June 8 2008, 12:56:57 UTC 13 years ago
June 8 2008, 15:49:01 UTC 13 years ago
June 8 2008, 16:35:44 UTC 13 years ago
Not an astronomer, so I await correction.
June 8 2008, 18:04:42 UTC 13 years ago
There are two things that can cause this sort of thing, and it's the wrong time of year for one of them.
1. When the Earth is near perihelion (which happens between 2 Jan and 4 Jan every year) it's moving fast enough in its orbit around the Sun that with just the right sort of horizon it's possible for the Sun to appear to move backward (either rising, ducking back below the horizon, and then rising again, or something like you saw.) However, this is obviously NOT the cause of what you saw. I just mention it for completeness.

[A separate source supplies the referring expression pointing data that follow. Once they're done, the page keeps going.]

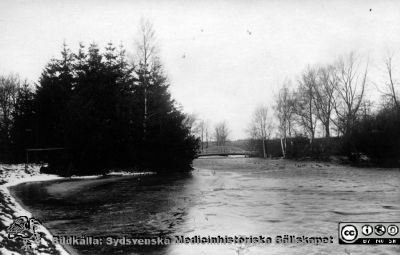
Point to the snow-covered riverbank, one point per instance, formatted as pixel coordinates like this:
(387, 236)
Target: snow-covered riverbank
(11, 175)
(10, 209)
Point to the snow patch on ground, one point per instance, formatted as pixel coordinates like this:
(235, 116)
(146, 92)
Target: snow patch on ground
(11, 175)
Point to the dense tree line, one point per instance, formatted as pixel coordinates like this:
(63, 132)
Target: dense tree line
(103, 112)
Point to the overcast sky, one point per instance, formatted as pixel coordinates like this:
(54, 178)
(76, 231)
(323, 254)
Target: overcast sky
(237, 53)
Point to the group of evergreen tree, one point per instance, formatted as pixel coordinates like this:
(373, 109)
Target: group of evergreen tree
(105, 113)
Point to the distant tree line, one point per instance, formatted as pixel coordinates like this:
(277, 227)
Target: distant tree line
(104, 111)
(331, 101)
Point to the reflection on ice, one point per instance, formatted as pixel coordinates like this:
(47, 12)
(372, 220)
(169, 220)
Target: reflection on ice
(226, 196)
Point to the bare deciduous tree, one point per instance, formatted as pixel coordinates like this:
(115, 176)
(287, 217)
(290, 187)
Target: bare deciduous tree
(146, 61)
(324, 96)
(202, 130)
(305, 106)
(349, 92)
(261, 127)
(391, 85)
(221, 133)
(284, 109)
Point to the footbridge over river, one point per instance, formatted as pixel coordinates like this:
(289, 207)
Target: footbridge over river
(226, 151)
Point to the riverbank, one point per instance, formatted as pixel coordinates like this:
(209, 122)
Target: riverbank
(10, 209)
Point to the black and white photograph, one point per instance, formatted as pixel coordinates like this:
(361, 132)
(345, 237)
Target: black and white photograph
(184, 127)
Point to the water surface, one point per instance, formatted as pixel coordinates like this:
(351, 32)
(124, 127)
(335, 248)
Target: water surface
(224, 196)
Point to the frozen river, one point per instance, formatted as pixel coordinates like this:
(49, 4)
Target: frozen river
(224, 196)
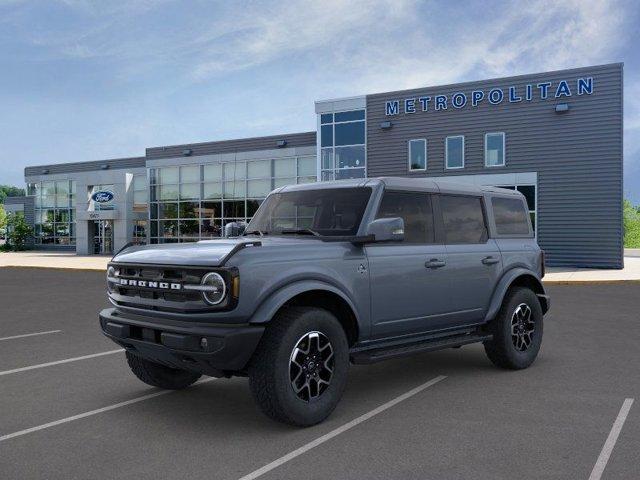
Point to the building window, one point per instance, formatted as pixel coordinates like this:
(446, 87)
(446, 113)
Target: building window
(342, 144)
(55, 222)
(193, 202)
(454, 152)
(140, 195)
(417, 154)
(494, 149)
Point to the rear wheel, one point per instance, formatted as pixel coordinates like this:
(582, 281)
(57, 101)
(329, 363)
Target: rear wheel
(160, 376)
(517, 331)
(298, 373)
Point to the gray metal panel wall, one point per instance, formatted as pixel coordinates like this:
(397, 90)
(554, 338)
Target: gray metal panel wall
(28, 209)
(577, 154)
(230, 146)
(94, 165)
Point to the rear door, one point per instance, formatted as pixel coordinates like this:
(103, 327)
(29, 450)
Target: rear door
(408, 286)
(474, 264)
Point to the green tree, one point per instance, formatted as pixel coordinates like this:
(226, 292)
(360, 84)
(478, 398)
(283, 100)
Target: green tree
(631, 217)
(9, 191)
(18, 231)
(3, 218)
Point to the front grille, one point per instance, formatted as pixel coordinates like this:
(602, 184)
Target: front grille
(156, 287)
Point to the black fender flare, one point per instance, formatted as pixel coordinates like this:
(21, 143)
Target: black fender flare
(508, 279)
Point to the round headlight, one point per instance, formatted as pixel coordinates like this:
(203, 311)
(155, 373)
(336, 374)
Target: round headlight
(215, 290)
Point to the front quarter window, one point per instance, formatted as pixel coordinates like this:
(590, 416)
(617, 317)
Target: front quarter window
(327, 212)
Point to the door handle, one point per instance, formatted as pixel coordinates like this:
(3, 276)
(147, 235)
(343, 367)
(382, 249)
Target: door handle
(490, 260)
(435, 263)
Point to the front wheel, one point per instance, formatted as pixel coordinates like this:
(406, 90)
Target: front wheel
(298, 373)
(517, 331)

2. Air bends light. Different masses of air can have slightly different indices of refraction, and this can cause the kind of strange horizon effects you saw. I *think* that what you saw involved the Sun setting to your west with the light coming through clear air with a low index of refraction. Then, just as the Sun got far enough below your horizon for it to appear to have set from your vantage point, some of the Sun's rays began to pass through a less clear volume of air with a higher index of refraction. This resulted in you seeing *another* image of the Sun, after you'd already seen the Sun set.

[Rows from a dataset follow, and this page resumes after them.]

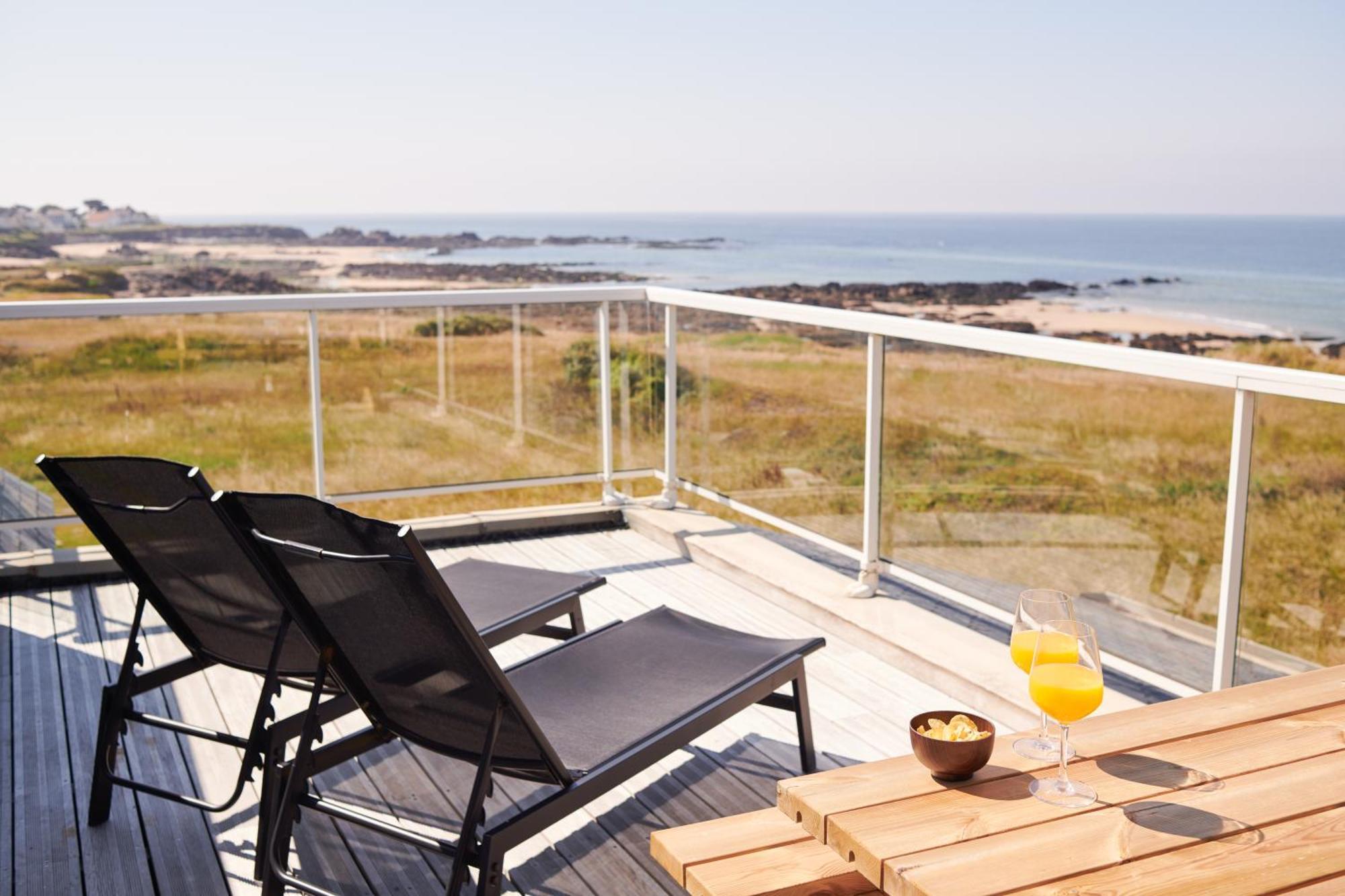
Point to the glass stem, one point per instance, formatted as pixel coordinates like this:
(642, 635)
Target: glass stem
(1065, 759)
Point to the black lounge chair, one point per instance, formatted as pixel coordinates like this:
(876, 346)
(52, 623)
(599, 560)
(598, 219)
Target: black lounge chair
(157, 520)
(584, 716)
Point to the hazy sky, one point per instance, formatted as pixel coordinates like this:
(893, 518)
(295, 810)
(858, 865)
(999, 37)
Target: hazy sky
(684, 107)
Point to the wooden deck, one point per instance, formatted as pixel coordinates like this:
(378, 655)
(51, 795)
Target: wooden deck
(61, 645)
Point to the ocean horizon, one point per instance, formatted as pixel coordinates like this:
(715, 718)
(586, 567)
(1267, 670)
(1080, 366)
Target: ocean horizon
(1274, 275)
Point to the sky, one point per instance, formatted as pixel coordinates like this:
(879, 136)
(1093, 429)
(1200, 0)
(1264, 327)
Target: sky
(1026, 107)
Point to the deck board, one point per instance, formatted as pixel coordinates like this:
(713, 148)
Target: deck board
(7, 727)
(63, 646)
(115, 853)
(46, 836)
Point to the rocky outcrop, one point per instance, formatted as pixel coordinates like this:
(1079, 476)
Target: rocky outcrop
(26, 244)
(442, 244)
(856, 295)
(127, 251)
(486, 274)
(193, 233)
(1093, 335)
(205, 282)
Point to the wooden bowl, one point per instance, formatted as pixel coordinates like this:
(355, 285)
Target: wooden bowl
(952, 759)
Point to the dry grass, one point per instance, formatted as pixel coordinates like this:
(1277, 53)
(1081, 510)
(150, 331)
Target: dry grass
(995, 467)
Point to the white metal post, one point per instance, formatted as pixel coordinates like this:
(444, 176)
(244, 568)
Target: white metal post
(315, 401)
(1235, 536)
(443, 378)
(518, 376)
(605, 401)
(868, 584)
(668, 499)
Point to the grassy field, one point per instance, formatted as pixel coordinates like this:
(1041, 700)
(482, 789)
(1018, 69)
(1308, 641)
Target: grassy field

It's also possible that after the Sun set from your perspective, the light of the setting Sun began to pass through a region of ice crystals, creating a sun pillar further to the west. You may have seen the upper portion of a sun pillar. I mention this possibility in the interest of completeness, but from your description I think you saw what I've explained under 2 above.
Yay!
June 8 2008, 18:53:32 UTC 13 years ago
Science is so cool. Thank you for sharing your expertise!